He kicks an empty drinks can from the pavement into the gutter. He neither looks around for possible censure nor looks guilty about what his father would describe as ‘loutish behaviour’. The sound of aluminium against tarmac is a beautiful symphony to him. His mother would call it ‘quite uncharacteristic’. His school reports told of an ‘ordered and orderly boy’.
He visits a charity shop and selects an outfit for twenty five pounds. The lady behind the counter gratefully receives his black school jacket, white shirt and regulation black shoes. She even accepts his tie.
He leaves the shop kitted out in jeans, a hoodie and scuffed trainers.
Next he visits a hairdresser.
“What style would you like?”
The possibility of choice baffles him. Magazines photographs are flicked in front of his face. He selects one, almost at random as he senses that to show no preference would be taken as bad manners.
The bleach made his eyes water. The face that greets him in the mirror is a stranger. The hairdresser is alarmed that her client may cry.
“It’s what you wanted. It’s just like the picture you chose”. She goes to retrieve the magazine as evidence. But he stops her by saying, “No, it’s good. I like it.”
A warm meal is regularly provided in the school canteen. Today he can choose. Burger and fries taste so different from his mother’s suppers. She calls him ‘my little guinea-pig’ the evening before one of their regular dinner parties. Naturally, the boy is not invited to those formal affairs. These evenings are set pieces for his father to do business. Influential dinner guests arrive, often chauffeured. The young man never has the opportunity to meet them or even to see them. He has so much revision and homework assignments.
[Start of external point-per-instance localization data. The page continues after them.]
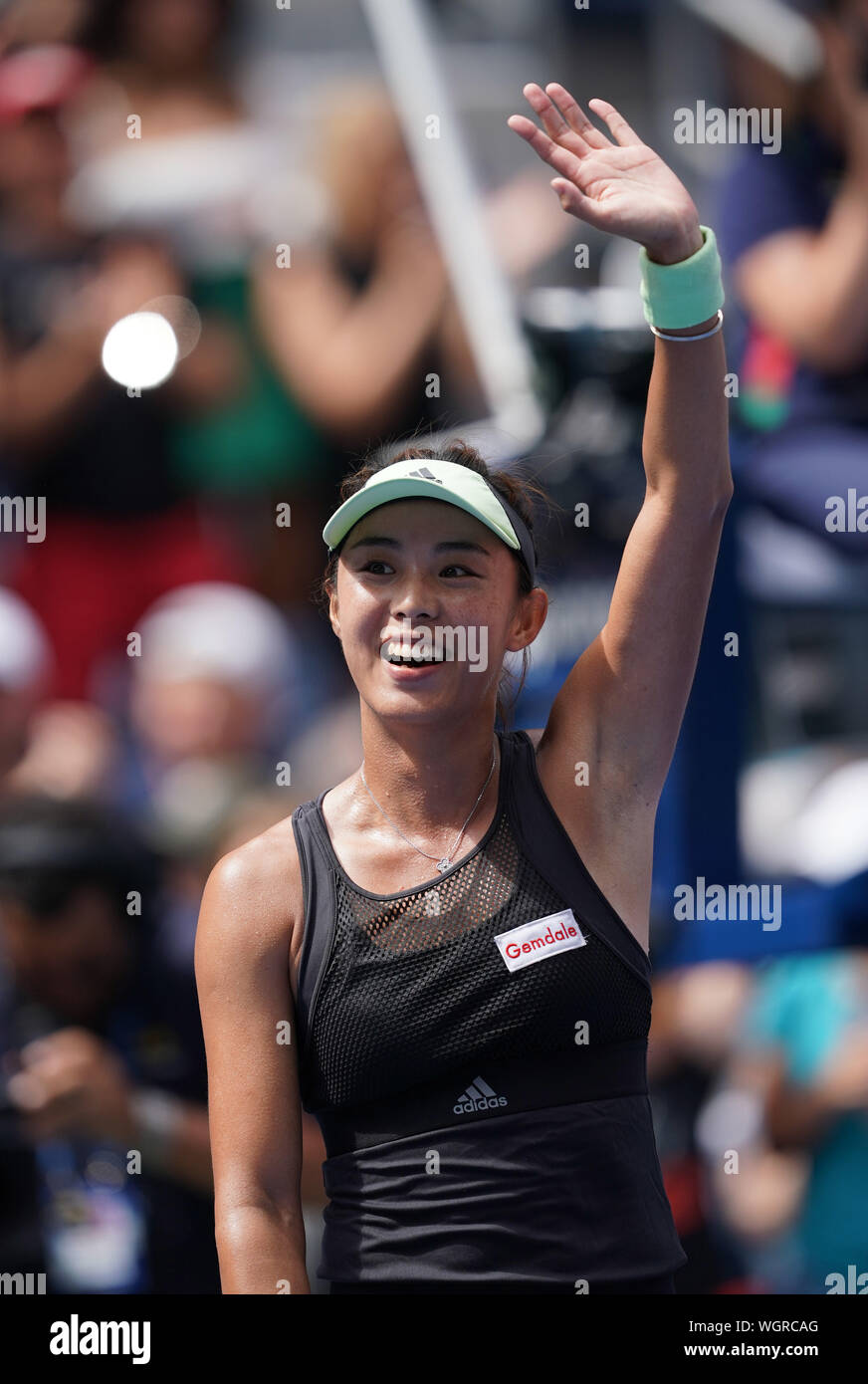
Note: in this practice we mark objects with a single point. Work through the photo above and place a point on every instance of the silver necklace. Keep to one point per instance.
(443, 861)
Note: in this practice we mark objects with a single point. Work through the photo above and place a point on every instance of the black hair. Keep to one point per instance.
(516, 489)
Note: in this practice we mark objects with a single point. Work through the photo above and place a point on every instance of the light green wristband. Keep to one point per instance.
(683, 294)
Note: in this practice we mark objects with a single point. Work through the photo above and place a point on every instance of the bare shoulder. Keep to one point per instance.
(252, 900)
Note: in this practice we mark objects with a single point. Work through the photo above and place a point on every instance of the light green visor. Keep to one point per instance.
(435, 479)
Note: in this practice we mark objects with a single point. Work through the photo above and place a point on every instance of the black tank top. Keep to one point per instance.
(474, 1050)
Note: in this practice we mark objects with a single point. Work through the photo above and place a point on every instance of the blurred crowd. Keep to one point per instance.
(167, 687)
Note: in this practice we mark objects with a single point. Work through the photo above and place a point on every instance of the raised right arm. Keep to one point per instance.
(243, 976)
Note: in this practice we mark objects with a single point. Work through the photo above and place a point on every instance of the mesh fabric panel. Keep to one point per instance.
(415, 986)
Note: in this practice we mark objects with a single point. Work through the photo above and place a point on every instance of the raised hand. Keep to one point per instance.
(622, 187)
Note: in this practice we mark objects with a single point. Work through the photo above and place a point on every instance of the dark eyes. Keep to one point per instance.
(450, 567)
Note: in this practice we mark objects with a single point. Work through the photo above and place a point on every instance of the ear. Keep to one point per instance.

One evening, sneaking down to the kitchen for a glass of milk, he overheard snatches of conversation from the dining-room. His mother, self-deprecating, “Just a simple dessert really, a recipe I found in an old cookery book”. Then his father’s voice ; “Yes, just the one boy. Coming up to his ‘A’ level year. Five ‘A’ stars predicted. School seem to think he can have his pick of any Oxbridge college.”
The milk sat heavily in his stomach that night. Or was it expectation?
He looks at his mobile phone screen. The missed calls are racking up. The first was from school at 9.17am, then his mother. His father had even called around midday.
*****
The next morning in a café he watches a local radio news report. There is growing concern about the probable kidnap of a local businessman’s son. The poignancy of the story is accentuated by the timing. Apparently he was taken on his way to school where he was due to sit his first ‘A’ level examination. He had a promising future ahead of him. The past tense is used already. It is weird to see his crying mother and grim-faced father on the screen.